Ditambahkannya, kalaupun mau dilaporkan, silahkan laporkan yang melakukan unjuk rasa, karena sumber kejadian ini adalah peristiwa unjuk rasa.

"Gampang kali bacot Asep itu ngomong. Dia itu sudah masuk ranah mengancam media. Dengan memuat pemberitaan salah satu LSM berunjuk rasa di depan kantor KPK, lalu media menulis atas kejadian peristiwa unjuk rasa tersebut, karena tidak senang Harris diberitakan atas unjuk rasa LSM tersebut, lalu media mau dilaporkannya dan mempidanakannya," sebut Yosman Matondang, seperti dikutip dari Riaupublik.com.

"Tolong beritanya di-print out, biar kita surati ke Dewan Pers atas pernyataan kuasa hukum Harris ini. Saya akan telepon Ketum di Jakarta. Beliau juga pengacara di sana, apakah pernyataan Asep masuk ranah menghalangi media tentang peliputan, kita akan koordinasi yang di Jakarta, langkah apa nantinya untuk pernyataan Asep ini," sebut Yosman di kantornya.

Dikutip koranriau.net, nama Asep Ruhiyat ternyata pernah mencuat pada tahun 2016 silam.

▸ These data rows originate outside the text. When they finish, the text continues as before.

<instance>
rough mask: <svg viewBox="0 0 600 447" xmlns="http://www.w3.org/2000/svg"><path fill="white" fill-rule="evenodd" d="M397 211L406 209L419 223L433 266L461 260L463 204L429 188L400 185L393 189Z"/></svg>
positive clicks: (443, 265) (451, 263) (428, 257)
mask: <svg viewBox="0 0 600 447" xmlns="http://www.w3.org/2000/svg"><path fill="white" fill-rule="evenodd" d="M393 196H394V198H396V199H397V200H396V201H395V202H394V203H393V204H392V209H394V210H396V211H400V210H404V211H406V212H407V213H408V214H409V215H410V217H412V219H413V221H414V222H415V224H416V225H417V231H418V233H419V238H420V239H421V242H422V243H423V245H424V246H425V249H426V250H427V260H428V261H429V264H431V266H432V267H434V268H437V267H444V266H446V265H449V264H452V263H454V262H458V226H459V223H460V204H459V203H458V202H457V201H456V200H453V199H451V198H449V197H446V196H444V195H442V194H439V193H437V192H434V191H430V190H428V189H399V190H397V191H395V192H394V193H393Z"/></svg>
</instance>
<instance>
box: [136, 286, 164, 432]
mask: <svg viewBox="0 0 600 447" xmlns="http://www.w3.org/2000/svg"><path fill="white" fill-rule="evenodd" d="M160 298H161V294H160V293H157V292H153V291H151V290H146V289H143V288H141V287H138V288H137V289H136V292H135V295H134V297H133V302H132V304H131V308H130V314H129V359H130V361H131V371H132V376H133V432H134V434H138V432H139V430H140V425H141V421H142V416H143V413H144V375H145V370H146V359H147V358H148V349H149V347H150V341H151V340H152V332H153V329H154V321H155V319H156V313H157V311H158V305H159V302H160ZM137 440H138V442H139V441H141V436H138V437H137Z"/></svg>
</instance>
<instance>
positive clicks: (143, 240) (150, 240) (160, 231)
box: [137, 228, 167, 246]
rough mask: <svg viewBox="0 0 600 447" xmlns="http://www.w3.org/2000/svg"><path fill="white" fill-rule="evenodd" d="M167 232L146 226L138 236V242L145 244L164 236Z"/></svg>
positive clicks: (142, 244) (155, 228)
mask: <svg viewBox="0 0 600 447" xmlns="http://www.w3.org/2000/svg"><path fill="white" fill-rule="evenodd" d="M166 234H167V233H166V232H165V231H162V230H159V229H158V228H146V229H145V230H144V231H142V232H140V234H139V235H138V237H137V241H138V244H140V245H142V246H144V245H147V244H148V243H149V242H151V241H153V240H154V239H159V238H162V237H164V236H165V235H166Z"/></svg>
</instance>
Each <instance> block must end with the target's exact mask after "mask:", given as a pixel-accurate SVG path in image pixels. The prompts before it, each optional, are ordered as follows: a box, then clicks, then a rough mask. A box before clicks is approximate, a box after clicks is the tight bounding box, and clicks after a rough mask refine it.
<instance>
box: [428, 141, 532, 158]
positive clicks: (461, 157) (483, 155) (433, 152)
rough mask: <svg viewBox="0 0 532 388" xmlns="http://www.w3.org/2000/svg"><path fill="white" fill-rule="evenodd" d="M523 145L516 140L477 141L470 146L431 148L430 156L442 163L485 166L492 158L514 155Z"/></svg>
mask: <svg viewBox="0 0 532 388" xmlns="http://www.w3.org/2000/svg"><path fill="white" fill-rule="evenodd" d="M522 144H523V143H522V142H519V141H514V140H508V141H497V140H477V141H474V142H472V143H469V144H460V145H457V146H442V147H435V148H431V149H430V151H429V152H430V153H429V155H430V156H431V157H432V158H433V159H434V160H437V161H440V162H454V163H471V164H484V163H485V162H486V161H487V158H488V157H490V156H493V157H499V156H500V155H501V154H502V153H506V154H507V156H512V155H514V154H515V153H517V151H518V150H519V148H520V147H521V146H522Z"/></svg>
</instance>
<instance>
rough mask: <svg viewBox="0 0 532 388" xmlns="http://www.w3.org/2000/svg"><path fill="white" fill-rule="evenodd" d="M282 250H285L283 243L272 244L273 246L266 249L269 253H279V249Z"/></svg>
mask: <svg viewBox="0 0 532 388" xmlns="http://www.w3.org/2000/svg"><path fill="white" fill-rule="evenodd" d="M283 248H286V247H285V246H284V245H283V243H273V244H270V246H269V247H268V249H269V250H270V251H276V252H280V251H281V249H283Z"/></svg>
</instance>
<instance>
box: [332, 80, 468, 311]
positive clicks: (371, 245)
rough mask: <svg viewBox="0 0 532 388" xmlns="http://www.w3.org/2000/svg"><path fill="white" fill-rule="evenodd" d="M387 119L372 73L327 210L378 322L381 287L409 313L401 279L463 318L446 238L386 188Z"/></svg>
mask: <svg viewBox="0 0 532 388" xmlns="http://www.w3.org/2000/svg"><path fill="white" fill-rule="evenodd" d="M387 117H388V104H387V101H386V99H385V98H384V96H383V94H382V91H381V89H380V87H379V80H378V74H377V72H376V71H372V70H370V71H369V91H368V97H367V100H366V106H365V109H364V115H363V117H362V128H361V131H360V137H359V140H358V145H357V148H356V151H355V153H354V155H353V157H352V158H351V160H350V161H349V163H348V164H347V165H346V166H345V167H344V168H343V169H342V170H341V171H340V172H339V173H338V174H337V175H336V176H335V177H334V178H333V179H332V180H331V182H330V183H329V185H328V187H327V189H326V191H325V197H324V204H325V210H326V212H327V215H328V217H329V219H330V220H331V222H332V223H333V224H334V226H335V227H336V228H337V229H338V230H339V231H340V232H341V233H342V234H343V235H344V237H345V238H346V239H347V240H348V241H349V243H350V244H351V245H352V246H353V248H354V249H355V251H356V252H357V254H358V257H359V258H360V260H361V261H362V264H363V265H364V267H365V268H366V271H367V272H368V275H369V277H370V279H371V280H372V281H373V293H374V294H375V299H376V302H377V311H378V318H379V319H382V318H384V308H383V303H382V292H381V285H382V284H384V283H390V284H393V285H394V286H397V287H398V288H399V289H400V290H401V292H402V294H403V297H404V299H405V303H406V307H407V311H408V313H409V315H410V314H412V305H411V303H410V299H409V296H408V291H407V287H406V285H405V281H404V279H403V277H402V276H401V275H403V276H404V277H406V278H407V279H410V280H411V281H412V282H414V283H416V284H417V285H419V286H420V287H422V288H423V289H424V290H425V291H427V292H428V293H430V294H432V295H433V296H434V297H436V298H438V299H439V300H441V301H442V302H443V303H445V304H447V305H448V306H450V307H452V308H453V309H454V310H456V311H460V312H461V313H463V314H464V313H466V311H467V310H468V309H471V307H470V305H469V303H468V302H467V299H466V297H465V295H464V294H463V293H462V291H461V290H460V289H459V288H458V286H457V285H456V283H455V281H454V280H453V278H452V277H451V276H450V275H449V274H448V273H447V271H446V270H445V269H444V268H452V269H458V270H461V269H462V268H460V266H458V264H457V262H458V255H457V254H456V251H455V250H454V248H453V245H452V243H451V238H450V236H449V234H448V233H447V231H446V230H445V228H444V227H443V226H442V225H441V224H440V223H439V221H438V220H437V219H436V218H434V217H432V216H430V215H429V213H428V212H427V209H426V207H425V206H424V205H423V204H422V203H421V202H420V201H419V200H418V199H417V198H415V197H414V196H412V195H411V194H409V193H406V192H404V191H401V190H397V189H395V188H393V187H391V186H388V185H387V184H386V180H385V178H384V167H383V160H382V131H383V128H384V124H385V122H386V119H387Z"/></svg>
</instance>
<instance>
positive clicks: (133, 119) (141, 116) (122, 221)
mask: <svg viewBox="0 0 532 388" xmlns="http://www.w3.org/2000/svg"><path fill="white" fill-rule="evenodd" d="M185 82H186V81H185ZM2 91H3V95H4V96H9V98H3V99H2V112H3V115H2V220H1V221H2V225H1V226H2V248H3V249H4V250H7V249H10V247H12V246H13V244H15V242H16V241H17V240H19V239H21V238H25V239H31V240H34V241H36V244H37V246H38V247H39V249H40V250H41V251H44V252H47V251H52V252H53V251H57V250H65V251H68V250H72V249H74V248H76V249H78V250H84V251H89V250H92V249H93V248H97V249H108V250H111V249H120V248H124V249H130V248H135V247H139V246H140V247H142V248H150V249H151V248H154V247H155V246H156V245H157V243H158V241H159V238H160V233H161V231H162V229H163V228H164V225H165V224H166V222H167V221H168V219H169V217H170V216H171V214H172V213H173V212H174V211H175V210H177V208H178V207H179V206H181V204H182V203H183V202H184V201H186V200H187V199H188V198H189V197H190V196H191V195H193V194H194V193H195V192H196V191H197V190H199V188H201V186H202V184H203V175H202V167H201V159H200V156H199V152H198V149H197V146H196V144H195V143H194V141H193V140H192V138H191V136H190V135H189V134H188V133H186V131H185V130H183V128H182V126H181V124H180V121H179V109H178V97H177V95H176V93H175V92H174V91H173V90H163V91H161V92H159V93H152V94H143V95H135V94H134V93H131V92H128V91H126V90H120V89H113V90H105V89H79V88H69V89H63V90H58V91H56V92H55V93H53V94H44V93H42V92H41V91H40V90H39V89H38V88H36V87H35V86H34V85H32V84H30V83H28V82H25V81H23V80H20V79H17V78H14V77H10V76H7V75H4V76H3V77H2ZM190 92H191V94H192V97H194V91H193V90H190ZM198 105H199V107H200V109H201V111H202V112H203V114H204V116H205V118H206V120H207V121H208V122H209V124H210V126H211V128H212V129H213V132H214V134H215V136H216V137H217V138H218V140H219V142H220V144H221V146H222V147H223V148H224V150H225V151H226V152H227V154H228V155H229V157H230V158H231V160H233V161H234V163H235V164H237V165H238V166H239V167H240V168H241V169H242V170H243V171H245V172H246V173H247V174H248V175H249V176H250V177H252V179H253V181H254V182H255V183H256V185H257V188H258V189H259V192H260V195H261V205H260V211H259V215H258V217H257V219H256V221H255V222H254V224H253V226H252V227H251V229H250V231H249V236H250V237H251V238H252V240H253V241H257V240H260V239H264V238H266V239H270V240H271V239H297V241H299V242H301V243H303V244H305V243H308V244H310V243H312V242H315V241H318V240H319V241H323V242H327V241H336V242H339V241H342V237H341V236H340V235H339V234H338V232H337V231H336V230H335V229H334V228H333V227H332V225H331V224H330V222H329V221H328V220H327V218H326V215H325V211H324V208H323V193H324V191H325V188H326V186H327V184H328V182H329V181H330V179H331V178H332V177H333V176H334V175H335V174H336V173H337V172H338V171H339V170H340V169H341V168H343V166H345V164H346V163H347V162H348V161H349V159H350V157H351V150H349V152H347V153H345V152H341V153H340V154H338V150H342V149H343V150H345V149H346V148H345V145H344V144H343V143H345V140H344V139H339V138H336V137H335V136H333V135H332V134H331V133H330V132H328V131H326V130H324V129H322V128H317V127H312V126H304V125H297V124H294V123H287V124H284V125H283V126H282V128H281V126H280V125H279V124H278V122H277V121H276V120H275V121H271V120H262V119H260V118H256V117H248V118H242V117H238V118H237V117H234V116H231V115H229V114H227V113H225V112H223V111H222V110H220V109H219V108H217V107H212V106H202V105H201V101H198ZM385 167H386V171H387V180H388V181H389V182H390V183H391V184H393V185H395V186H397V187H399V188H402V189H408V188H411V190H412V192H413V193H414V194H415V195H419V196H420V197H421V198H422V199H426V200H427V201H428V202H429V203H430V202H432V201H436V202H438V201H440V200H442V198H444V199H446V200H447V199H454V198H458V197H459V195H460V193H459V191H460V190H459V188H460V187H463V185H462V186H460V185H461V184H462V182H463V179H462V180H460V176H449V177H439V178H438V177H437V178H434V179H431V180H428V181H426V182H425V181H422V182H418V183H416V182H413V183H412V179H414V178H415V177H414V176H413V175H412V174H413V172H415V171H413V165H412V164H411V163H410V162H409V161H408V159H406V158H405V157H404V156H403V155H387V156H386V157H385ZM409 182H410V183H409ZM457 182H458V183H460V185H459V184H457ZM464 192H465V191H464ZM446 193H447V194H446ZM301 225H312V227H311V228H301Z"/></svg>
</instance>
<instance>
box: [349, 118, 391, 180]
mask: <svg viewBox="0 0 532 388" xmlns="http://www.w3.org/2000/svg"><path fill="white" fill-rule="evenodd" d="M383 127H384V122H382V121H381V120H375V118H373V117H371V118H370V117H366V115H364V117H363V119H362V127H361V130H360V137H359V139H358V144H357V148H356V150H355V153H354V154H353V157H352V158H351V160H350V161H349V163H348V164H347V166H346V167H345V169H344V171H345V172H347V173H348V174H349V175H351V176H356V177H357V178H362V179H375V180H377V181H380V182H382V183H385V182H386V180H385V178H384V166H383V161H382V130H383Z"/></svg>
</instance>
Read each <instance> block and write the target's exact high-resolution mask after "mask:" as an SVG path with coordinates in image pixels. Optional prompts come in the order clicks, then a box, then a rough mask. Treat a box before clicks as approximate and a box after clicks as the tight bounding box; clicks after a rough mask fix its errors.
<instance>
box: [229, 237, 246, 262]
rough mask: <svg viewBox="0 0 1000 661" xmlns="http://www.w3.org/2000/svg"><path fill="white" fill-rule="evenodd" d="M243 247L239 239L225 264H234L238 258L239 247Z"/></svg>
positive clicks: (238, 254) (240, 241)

Dirinya pernah disebut dalam kasus suap yang menjerat Kepala Subdirektorat Kasasi Perdata, Direktorat Pranata dan Tata Laksana Perkara Perdata Mahkamah Agung (MA) saat itu, Andri Tristianto Sutrisna.

Andri sendiri sudah divonis selama 9 tahun penjara oleh Majelis Hakim Pengadilan Tindak Pidana Korupsi Jakarta pada akhir Agustus 2016 karena menerima suap Rp 400 juta dari Direktur PT Citra Gading Asritama, Ichsan Suadi. Suap tersebut diduga untuk menunda salinan putusan kasasi atas Ichsan Suadi sebagai terdakwa. Kasus ini sendiri saat itu ditangani langsung oleh Komisi Pemberantasan Korupsi (KPK).

Selain Andri dan Ichsan, KPK saat itu juga menangkap empat orang lain. Mereka adalah pengacara Ichsan, Awang Lazuardi Embat, seorang sopir yang bekerja kepada Ichsan, dan dua petugas keamanan yang bekerja kepada Andri.

Nama Asep Ruhiyat saat itu terungkap juga. Karena Andri sendiri diberitakan tidak hanya didakwa menerima suap sebesar Rp 400 juta. Ia juga didakwa menerima gratifikasi sebesar Rp 500 juta.

Seperti diberitakan Kompas.com, sebelum persidangan berlangsung, atau 23 Juni 2016 silam, pemberian uang Rp 500 juta tersebut terungkap diberikan oleh Asep Ruhiat, seorang pengacara di Pekanbaru.

"Didakwa menerima gratifikasi yang berhubungan dan berlawanan dengan kewajiban atau tugasnya," ujar jaksa dari Komisi Pemberantasan Korupsi (KPK) Ahmad Burhanudin di Pengadilan Tipikor Jakarta, Kamis 23 Juni 2016 lalu, dikutip dari Kompas.com.

Asep menyampaikan kepada Andri bahwa ia sedang menangani beberapa perkara di tingkat kasasi atau peninjauan kembali (PK) di Mahkamah Agung.

Kemudian, pada 1 Oktober 2015, Andri bertemu Asep di Summarecon Mall Serpong. Asep meminta Andri memantau perkembangan perkara yang sedang ia tangani.

Pada pertemuan tersebut, Andri menerima uang sebesar Rp 300 juta. Selanjutnya, pada November 2015, bertempat di Summarecon Mall, Andri kembali menerima uang sebesar Rp150 juta dari Asep.

Selain itu, Andri juga menerima uang dari pihak lain yang beperkara di tingkat kasasi dan PK, yang jumlahnya mencapai Rp 50 juta.

"Sejak menerima uang Rp 500 juta, terdakwa tidak melaporkannya kepada KPK, sampai batas waktu 30 hari, sebagaimana yang diatur dalam undang-undang," kata jaksa.

Penyidik KPK menemukan uang Rp 500 juta di dalam tas koper biru yang disimpan di dalam kamar tidur Andri. Uang tersebut disita saat Andri ditangkap dalam kasus suap.

Atas perbuatannya, Andri didakwa melanggar Pasal 12 B Undang-Undang Nomor 31 Tahun 1999 tentang Pemberantasan Tindak Pidana Korupsi sebagaimana diubah dalam UU Nomor 20 Tahun 2001.